Leventhal spent 23 years in his family’s broom business, which would evolve into O-Cedar-Vining cleaning products. After the business was sold he stayed for 5 years with new owners. He then resigned from full-time work with O-Cedar and began exploring Jewish communal interests. He was interested I what was giving him energy in life and what was draining him. Along the way, he became a 7th grade religious school teacher, a Jewish day school president, and a Federation leader. From these experiences sprouted Leventhal’s idea of combining his business background with his emerging Jewish learnings—into a career as a synagogue consultant.

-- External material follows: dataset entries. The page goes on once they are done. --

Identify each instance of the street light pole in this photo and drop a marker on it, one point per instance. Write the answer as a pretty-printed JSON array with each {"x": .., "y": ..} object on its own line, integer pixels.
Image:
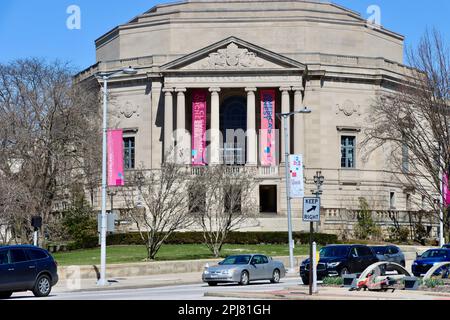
[
  {"x": 104, "y": 219},
  {"x": 285, "y": 117}
]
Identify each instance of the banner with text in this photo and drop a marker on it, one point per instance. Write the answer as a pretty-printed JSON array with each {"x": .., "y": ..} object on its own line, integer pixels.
[
  {"x": 446, "y": 191},
  {"x": 268, "y": 132},
  {"x": 199, "y": 127},
  {"x": 115, "y": 158},
  {"x": 297, "y": 184}
]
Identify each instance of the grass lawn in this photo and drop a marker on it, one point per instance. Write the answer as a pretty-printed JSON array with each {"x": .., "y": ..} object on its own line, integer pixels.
[{"x": 130, "y": 254}]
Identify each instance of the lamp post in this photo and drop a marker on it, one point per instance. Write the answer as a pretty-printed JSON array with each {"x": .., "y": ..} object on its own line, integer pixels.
[
  {"x": 318, "y": 181},
  {"x": 285, "y": 117},
  {"x": 105, "y": 76}
]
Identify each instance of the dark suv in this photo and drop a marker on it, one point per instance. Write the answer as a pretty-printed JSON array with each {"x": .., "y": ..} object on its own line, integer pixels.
[
  {"x": 24, "y": 268},
  {"x": 337, "y": 260}
]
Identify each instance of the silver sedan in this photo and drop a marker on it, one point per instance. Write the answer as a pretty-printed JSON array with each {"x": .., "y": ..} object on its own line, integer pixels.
[{"x": 243, "y": 269}]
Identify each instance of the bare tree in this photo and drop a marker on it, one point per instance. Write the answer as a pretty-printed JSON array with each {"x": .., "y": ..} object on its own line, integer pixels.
[
  {"x": 48, "y": 127},
  {"x": 222, "y": 201},
  {"x": 412, "y": 120},
  {"x": 159, "y": 206}
]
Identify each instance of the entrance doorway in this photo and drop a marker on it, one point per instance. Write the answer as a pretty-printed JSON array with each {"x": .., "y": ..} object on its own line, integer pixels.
[
  {"x": 233, "y": 125},
  {"x": 268, "y": 199}
]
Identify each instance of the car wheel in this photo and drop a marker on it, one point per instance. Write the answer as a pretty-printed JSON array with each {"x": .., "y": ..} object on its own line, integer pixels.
[
  {"x": 344, "y": 271},
  {"x": 5, "y": 295},
  {"x": 245, "y": 279},
  {"x": 276, "y": 276},
  {"x": 43, "y": 286}
]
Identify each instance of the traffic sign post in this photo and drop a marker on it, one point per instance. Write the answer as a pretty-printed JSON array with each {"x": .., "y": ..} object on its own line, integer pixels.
[{"x": 311, "y": 214}]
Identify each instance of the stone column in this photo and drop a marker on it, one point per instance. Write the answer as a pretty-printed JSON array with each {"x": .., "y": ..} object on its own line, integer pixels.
[
  {"x": 252, "y": 148},
  {"x": 214, "y": 147},
  {"x": 183, "y": 148},
  {"x": 285, "y": 108},
  {"x": 168, "y": 125},
  {"x": 299, "y": 122}
]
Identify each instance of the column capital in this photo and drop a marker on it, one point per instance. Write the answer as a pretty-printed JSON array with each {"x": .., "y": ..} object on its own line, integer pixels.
[
  {"x": 285, "y": 89},
  {"x": 167, "y": 90},
  {"x": 215, "y": 90},
  {"x": 180, "y": 90}
]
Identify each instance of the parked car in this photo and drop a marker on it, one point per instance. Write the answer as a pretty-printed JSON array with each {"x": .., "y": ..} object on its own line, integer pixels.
[
  {"x": 428, "y": 259},
  {"x": 337, "y": 260},
  {"x": 243, "y": 269},
  {"x": 26, "y": 268},
  {"x": 390, "y": 254}
]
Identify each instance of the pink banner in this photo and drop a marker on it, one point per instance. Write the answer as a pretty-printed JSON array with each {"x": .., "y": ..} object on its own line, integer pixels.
[
  {"x": 446, "y": 188},
  {"x": 199, "y": 127},
  {"x": 115, "y": 158},
  {"x": 268, "y": 144}
]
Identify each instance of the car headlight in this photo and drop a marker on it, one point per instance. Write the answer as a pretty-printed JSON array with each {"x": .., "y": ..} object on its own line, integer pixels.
[{"x": 333, "y": 264}]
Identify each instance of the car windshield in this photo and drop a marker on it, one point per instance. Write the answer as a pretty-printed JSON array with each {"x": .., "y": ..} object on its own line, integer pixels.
[
  {"x": 435, "y": 254},
  {"x": 336, "y": 251},
  {"x": 379, "y": 250},
  {"x": 236, "y": 260}
]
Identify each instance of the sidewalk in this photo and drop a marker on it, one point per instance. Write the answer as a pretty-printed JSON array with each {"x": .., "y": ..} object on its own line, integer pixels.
[
  {"x": 331, "y": 293},
  {"x": 138, "y": 282}
]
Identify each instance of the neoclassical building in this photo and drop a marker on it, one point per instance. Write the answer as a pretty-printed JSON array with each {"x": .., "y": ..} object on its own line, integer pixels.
[{"x": 234, "y": 56}]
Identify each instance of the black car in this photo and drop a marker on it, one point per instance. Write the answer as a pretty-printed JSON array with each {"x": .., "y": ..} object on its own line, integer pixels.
[
  {"x": 24, "y": 268},
  {"x": 337, "y": 260}
]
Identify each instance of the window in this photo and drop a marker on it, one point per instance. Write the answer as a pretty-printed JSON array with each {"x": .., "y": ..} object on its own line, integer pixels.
[
  {"x": 257, "y": 260},
  {"x": 197, "y": 199},
  {"x": 232, "y": 199},
  {"x": 129, "y": 152},
  {"x": 4, "y": 257},
  {"x": 18, "y": 255},
  {"x": 348, "y": 152},
  {"x": 405, "y": 158},
  {"x": 36, "y": 254},
  {"x": 363, "y": 251}
]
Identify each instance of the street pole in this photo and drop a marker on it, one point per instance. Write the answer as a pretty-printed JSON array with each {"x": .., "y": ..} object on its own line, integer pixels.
[
  {"x": 311, "y": 258},
  {"x": 442, "y": 201},
  {"x": 105, "y": 76},
  {"x": 102, "y": 280},
  {"x": 288, "y": 193},
  {"x": 35, "y": 237}
]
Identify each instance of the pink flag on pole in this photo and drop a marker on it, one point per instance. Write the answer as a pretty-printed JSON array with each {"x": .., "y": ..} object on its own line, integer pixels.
[
  {"x": 446, "y": 191},
  {"x": 115, "y": 158},
  {"x": 198, "y": 127},
  {"x": 268, "y": 144}
]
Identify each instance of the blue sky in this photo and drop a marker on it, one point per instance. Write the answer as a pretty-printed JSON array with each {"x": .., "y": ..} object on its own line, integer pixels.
[{"x": 37, "y": 28}]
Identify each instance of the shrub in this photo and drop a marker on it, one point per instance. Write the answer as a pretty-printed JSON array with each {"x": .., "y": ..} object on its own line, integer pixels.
[{"x": 134, "y": 238}]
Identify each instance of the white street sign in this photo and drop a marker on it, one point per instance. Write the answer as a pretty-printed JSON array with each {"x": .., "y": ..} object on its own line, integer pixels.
[
  {"x": 311, "y": 209},
  {"x": 297, "y": 184}
]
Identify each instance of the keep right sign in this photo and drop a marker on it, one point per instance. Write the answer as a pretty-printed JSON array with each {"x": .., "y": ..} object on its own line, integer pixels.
[{"x": 311, "y": 209}]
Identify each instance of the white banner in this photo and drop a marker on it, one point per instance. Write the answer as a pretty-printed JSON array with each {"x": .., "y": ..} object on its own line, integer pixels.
[{"x": 297, "y": 186}]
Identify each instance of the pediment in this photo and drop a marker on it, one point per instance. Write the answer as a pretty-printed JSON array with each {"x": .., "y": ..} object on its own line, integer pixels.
[{"x": 233, "y": 54}]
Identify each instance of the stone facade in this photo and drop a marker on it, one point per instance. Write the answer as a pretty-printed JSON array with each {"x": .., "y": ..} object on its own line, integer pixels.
[{"x": 314, "y": 54}]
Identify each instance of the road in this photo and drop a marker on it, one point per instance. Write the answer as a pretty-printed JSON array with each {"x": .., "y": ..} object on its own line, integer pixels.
[{"x": 179, "y": 292}]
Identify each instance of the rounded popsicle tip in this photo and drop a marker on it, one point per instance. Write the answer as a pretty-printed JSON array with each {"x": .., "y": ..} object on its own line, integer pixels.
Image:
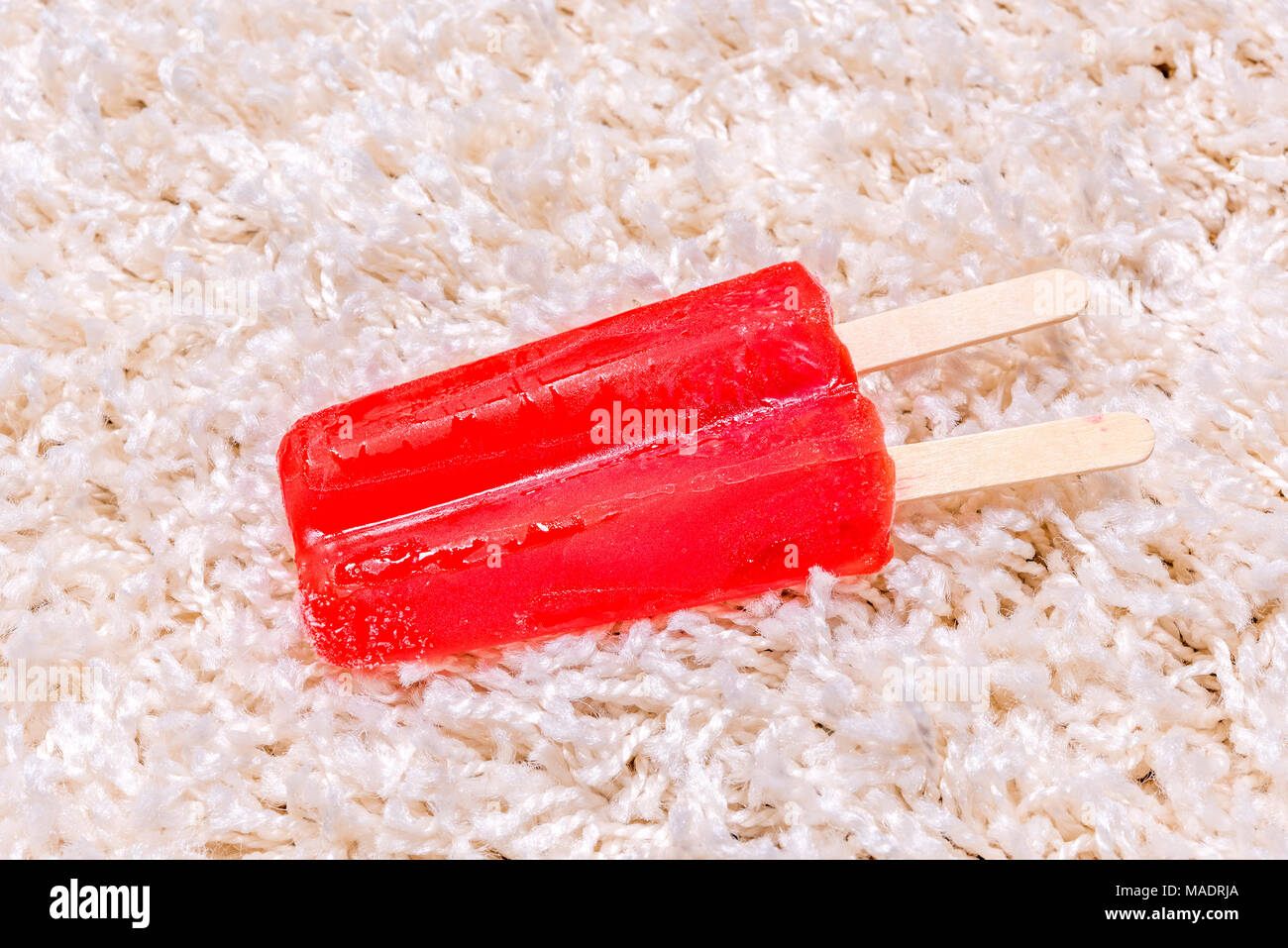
[{"x": 1131, "y": 434}]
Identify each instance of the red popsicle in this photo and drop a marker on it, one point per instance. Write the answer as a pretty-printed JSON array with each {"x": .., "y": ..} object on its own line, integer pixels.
[{"x": 706, "y": 447}]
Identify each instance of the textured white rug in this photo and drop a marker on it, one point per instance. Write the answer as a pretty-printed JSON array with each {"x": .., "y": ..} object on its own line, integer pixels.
[{"x": 373, "y": 192}]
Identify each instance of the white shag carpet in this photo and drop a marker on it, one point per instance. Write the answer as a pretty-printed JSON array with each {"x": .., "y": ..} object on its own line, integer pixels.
[{"x": 406, "y": 187}]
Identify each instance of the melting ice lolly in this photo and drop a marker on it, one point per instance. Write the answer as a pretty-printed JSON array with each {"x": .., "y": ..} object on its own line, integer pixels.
[{"x": 704, "y": 447}]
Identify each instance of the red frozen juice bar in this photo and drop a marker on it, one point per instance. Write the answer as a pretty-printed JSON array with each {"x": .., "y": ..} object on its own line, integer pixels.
[{"x": 706, "y": 447}]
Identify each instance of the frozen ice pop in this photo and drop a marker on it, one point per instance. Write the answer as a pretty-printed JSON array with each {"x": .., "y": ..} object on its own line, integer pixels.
[{"x": 706, "y": 447}]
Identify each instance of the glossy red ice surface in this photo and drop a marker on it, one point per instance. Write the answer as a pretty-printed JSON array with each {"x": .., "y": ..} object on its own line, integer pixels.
[{"x": 514, "y": 497}]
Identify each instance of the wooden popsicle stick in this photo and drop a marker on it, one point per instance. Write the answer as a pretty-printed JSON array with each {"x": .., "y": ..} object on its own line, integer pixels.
[
  {"x": 1017, "y": 455},
  {"x": 964, "y": 318}
]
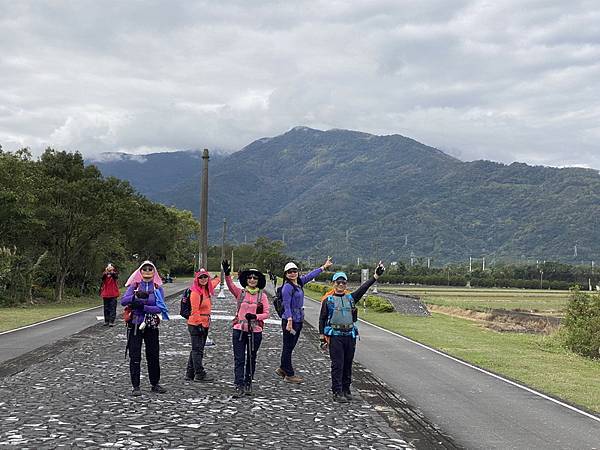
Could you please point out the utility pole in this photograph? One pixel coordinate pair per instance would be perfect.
(222, 290)
(203, 238)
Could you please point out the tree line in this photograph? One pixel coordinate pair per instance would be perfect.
(545, 275)
(61, 222)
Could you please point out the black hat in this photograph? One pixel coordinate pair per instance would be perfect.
(262, 281)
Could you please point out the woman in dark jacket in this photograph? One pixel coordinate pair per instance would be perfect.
(145, 296)
(109, 291)
(292, 318)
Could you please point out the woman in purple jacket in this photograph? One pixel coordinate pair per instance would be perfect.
(293, 315)
(143, 287)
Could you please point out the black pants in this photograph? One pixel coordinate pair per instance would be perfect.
(341, 353)
(110, 310)
(243, 372)
(198, 335)
(150, 337)
(289, 342)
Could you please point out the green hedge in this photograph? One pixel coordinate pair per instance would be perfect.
(581, 325)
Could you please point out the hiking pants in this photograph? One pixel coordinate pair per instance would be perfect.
(242, 372)
(198, 335)
(341, 353)
(150, 337)
(110, 310)
(289, 342)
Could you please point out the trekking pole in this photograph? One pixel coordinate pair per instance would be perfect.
(250, 351)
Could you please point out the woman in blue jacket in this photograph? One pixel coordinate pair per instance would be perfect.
(293, 315)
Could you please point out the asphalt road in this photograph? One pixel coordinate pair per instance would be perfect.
(25, 340)
(476, 409)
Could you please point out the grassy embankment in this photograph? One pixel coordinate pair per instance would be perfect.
(15, 317)
(20, 316)
(538, 361)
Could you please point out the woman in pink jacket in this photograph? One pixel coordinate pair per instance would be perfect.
(252, 310)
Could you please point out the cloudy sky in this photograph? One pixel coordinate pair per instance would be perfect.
(506, 80)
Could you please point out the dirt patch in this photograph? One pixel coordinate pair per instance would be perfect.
(502, 320)
(406, 304)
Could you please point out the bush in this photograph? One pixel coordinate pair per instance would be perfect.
(582, 324)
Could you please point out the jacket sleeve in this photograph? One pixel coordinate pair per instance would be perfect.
(362, 290)
(153, 309)
(236, 291)
(323, 316)
(265, 302)
(127, 296)
(311, 275)
(286, 296)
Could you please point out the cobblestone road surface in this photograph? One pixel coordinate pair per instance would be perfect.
(80, 397)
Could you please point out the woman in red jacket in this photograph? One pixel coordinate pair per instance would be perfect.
(201, 290)
(109, 291)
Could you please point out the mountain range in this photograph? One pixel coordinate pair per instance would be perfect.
(351, 194)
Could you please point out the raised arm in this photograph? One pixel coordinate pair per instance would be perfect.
(313, 274)
(357, 295)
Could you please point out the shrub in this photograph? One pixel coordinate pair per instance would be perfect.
(582, 324)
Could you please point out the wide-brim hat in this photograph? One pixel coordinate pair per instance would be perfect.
(289, 266)
(338, 275)
(262, 281)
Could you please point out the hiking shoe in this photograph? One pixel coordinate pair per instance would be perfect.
(293, 379)
(338, 397)
(238, 392)
(158, 389)
(206, 378)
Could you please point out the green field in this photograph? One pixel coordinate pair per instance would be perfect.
(538, 361)
(540, 301)
(15, 317)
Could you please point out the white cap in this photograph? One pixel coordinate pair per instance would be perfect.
(289, 266)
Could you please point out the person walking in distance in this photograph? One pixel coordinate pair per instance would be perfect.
(337, 325)
(201, 291)
(109, 291)
(252, 310)
(292, 318)
(145, 297)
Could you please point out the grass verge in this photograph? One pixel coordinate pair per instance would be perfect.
(537, 361)
(16, 317)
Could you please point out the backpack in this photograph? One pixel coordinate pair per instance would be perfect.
(259, 308)
(278, 299)
(185, 306)
(278, 302)
(341, 318)
(128, 310)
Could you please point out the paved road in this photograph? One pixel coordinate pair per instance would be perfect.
(81, 398)
(476, 409)
(16, 343)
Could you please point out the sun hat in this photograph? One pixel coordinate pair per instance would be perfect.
(338, 275)
(262, 281)
(289, 266)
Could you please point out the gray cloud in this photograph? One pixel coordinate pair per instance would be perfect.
(506, 81)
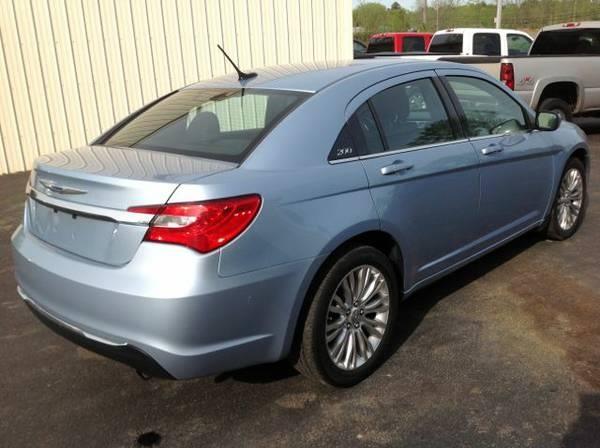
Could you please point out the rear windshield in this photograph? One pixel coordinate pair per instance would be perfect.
(413, 43)
(380, 44)
(222, 124)
(446, 43)
(568, 41)
(486, 44)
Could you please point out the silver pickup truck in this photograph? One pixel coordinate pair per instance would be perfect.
(561, 72)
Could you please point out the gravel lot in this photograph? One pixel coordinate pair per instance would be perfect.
(505, 352)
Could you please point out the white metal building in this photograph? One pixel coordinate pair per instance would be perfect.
(70, 69)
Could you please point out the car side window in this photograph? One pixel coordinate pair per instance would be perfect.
(344, 147)
(487, 108)
(518, 44)
(486, 44)
(412, 114)
(367, 133)
(358, 136)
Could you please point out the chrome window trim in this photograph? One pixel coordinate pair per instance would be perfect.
(413, 148)
(403, 150)
(107, 214)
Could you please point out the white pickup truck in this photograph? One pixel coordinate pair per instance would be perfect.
(480, 41)
(561, 73)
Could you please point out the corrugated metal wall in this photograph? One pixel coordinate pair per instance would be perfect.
(69, 69)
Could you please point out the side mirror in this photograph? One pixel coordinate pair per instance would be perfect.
(547, 121)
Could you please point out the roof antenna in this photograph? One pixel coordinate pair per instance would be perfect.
(241, 75)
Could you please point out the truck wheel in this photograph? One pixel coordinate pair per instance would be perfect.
(558, 106)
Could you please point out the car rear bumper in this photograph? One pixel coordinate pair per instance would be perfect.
(167, 312)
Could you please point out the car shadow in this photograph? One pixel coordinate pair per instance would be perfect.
(585, 431)
(413, 310)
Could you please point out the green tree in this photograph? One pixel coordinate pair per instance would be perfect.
(370, 18)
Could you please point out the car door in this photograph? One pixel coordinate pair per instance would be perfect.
(516, 162)
(422, 173)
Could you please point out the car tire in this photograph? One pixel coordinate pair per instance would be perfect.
(558, 106)
(561, 224)
(316, 358)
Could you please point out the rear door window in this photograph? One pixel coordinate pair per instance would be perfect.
(518, 44)
(446, 43)
(567, 41)
(222, 124)
(487, 108)
(486, 44)
(380, 45)
(412, 114)
(413, 43)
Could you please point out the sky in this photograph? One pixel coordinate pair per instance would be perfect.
(408, 4)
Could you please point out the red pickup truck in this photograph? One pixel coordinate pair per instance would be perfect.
(398, 42)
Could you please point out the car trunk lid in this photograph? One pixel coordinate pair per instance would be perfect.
(78, 199)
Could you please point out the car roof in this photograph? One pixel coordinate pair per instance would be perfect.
(571, 25)
(312, 77)
(399, 33)
(479, 30)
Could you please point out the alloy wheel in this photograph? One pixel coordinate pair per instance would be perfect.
(570, 199)
(357, 317)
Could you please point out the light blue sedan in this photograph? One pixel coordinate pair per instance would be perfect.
(236, 222)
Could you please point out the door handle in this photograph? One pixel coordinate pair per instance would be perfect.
(492, 149)
(397, 167)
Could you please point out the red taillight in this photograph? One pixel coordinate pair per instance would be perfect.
(202, 226)
(507, 75)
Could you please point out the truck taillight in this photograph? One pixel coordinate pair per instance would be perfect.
(202, 226)
(507, 75)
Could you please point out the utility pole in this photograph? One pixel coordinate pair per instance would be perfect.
(498, 13)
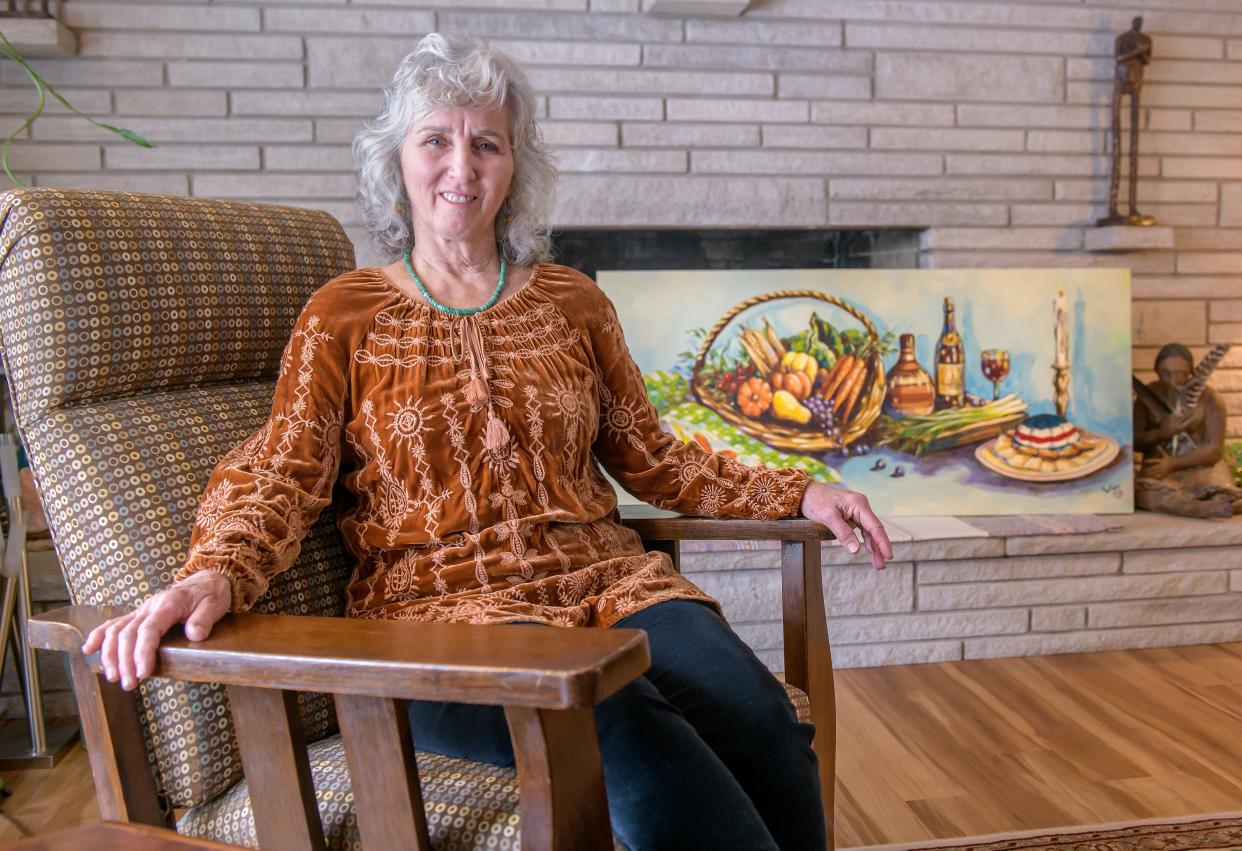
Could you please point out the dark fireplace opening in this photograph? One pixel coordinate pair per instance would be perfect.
(593, 250)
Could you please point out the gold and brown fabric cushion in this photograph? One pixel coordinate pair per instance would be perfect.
(468, 805)
(142, 336)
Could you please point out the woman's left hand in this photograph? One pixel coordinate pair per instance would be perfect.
(841, 511)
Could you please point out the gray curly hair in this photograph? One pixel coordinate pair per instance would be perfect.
(458, 71)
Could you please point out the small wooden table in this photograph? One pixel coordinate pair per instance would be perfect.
(114, 836)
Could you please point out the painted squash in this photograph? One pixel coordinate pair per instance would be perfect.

Leventhal tells this story through a series of chronological vignettes that are organized around the narratives of key eras of his life: childhood, high school, college, early career and courtship, entering family business, choosing a new career, Jewish spiritual awakening, thoughts on love, legacy and loss. This is not an exhaustive biography full of dates. It’s more like a charm bracelet: stories on a glinting chain of narrative themes.
Leventhal’s relationship with his father and his father’s legacy are certainly themes along this chain. Leventhal writes, “Dad was the hero of our family story. He went out from our home in Springfield, Ohio each week to sell his brooms. On these lonely highways, pre cell phone or Sirus XM radio, curiosity was his companion. On his return, he entertained us with his curious adventures.”
Leventhal chose to mirror his father’s style: its adventurousness, ambition, and curiosity. Swept Away tells the story of Leventhal’s longing to learn new things, to be a story gatherer and story teller, to hold court, to entertain the table as his father always had. Unknowingly, just a kid, he also accepted the burden of his father’s restlessness, driven nature, and loneliness. He would be swept away from home and hearth—by ambition and by fate—to launch his own adventures.
The first Jewish senior consultant at the Alban Institute in Bethesda, Maryland, Leventhal was taught how to patiently and carefully consult to congregations. He would use his entrepreneurial marketing skills to develop leadership, learning programs. After 10 years at Alban, he moved to New York City, to become the director of leadership at United Synagogues of Conservative Judaism.
During this time, he was a Jewish work-in-progress. Through trial and error, he created a synagogue consulting practice and worked to create a life of Jewish learning, living, and leadership. Leventhal writes that, “As I did this work, I came to feel that God was smiling on my construction site—cheering me on.”